The proposed new sec. 82 (3) PatG provides for a statutory period of two months from service of the nullity action for the defendant to substantiate the opposition. An extension of time of one month is only possible if the defendant sets forth and shows probable cause for "considerable grounds".
The further modifications of sec. 83 (1) PatG relate to the preliminary opinion of the Federal Patent Court, which is essentially a preliminary assessment of the validity of the patent in dispute. The revision provides that it "should" be rendered within six months from service of the complaint. This is intended to achieve that the preliminary opinion will, as a rule, be available to the infringement court before a first instance decision is issued.
Finally, the Federal Patent Court should be able to set a term for the parties to submit concluding written statements in preparation of the preliminary opinion. It does not need to consider for the purpose of the preliminary opinion any argument received after expiry of the term. This is intended to prevent the parties from delaying the preliminary opinion for tactical reasons (in particular in respect of parallel infringement proceedings).

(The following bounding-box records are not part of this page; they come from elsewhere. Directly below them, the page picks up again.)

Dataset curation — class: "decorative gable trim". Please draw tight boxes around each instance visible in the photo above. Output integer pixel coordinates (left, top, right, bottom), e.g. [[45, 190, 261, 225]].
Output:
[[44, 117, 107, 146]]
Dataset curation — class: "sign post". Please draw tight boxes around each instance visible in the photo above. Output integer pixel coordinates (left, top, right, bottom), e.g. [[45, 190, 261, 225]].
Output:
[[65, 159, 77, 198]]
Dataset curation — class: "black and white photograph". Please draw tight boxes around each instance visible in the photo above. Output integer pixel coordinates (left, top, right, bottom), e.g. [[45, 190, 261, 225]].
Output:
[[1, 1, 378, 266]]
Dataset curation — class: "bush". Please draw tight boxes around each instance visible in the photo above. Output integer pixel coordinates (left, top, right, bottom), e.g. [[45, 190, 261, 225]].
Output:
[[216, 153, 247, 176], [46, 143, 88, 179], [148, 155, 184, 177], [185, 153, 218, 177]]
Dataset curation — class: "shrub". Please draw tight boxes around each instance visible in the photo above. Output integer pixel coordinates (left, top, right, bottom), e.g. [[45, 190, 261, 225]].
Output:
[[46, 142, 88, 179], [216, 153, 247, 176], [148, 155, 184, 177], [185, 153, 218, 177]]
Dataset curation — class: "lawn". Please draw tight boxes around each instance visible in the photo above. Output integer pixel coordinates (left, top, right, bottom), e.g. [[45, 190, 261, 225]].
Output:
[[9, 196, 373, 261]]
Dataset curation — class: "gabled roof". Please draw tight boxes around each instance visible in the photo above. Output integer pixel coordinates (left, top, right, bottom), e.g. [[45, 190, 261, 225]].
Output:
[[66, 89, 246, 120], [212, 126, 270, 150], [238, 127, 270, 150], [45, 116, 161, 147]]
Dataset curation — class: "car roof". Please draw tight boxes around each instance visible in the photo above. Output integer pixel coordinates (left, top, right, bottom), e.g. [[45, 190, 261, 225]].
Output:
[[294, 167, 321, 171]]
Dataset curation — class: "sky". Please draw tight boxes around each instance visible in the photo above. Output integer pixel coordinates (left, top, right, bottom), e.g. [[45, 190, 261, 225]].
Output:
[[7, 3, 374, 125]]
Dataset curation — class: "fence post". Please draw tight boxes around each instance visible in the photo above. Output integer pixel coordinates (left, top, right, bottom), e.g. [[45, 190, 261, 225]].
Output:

There seems to be a broad consensus on the urgent need for better synchronisation of infringement and nullity proceedings, in particular with regard to timing. Therefore, the intended modifications to the Patent Act are to be welcomed in principle. Whether these regulations achieve the intended effects, will probably depend on the extent to which the Federal Patent Court will in fact be able to implement them, which might at any rate be facilitated by increasing the staff.
3. Maintaining secrecy in patent infringement proceedings
Another long-running issue in recent discussions regarding patent law has been the question of safeguarding confidentiality interests in patent infringement proceedings. The discussion was particularly intensified in the context of "FRAND proceedings" following the "Huawei/ZTE" decision by the CJEU, i.e. in cases of asserting a claim for injunctive relief based on standard-essential patents. In these cases, some courts require the plaintiff to submit license agreements previously concluded with third parties to substantiate that the license conditions they suggest do not discriminate the defendant in relation to other licensees. However, the measures provided by the German Code of Civil Procedure (ZPO) for protecting confidential information are limited and more moderate compared to measures available in other jurisdictions.
In this respect, the Modernisation Draft acknowledges that (also) in patent litigation cases, there is a specific need for procedural protection of the confidentiality of trade secrets.
b) Suggested solution
Against this background, the Modernisation Draft suggests a new sec. 145a PatG according to which sec. 16 through 20 of the Trade Secrets Protection Act of 18 April 2019 (GeschGehG) must be applied accordingly in patent litigation cases.
Sec. 16 - 20 GeschGehG provide that upon the request of any party the court may classify specific pieces of information as confidential, which must then be kept confidential by all parties to the proceedings, during and even after the conclusion of the proceedings. Furthermore, the court may, under specific circumstances restrict access to business secrets to a specific number of reliable persons.
Recently, the question of protecting confidentiality has led to numerous discussions and considerable legal uncertainty, specifically in the context of possible presentation of third-party license agreements in "FRAND proceedings". This affects the attractiveness of Germany as the place of jurisdiction. With this in mind, the pertaining application of the protection mechanisms of the GeschGehG intended under the Modernisation Draft is to be welcomed.